If you are using Kafka and AWS you probably have something like the following in one of the AWS regions. Multiple availability zones (AZs). One or more Kafka brokers in each AZ. Probably multiple producers sending data to one or more topics in each AZ.
This is AWS/Cloud best practice for high availability and scalability. For each topic replication factor should be more than one and should have decent number of partitions (greater than or equal to maximum number of consumers)
Depending on the partition selection logic in producers, messages from 1a might be routed to broker in 1b which might replicate the message to 1c broker.
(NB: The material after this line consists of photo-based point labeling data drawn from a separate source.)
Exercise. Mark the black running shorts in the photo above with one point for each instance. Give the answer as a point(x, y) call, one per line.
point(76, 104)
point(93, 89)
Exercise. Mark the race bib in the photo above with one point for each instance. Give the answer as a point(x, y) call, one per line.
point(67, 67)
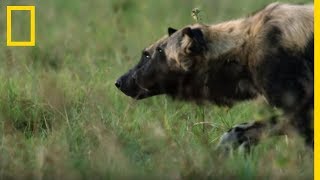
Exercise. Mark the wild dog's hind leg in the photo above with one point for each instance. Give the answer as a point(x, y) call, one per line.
point(247, 134)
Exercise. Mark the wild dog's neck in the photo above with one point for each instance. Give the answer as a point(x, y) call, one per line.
point(226, 37)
There are multiple options for how to select a partition in the producer:
- Use a hard coded partition number 😦
- Randomly pick one of the partition
- Cycle through the partitions
- Based on some message key, generate a hash code and pick a partition based on number of partitions and hash code
- Or some other custom logic
Different client libraries have different out of the box options for partition selection. What happens if your producers are high volume and pumping terabytes of data! There are two issues with high volume deployments:
- Network throughput across AZs might not be as high as with-in AZ
- There is a cost associated with cross AZ data transfer. I think it is $10 per TB
There are couple of options to work around this. A while back support for Rack aware replica assignment was added to Kafka 0.10.0.0. To take advantage of rack awareness a new property called broker.rack was introduced. In case of AWS this should be set to the AZ name. Eg: us-east-1c. This information is also made available in metadata API response. Using this information producer partition selection can do the following:
Producers in each AZ can select partitions belonging to the brokers in same AZ. Broker rack information and topic partition leaders can be retrieved using metadata request. Producers can narrow down the partition list based on their AZ. With-in the filtered list of partitions, producer can apply one of the partition selection algorithms noted above. For example if there are 120 partitions, ideally brokers in each AZ will be leader for 40 partitions. Producers in AZ will pick one of the 40 partitions and route messages to the partition leader in same AZ.
When replication factor is greater than one, messages will still cross AZ boundary. But it will be less data crossing the AZ when compared to non-rack aware partition selection.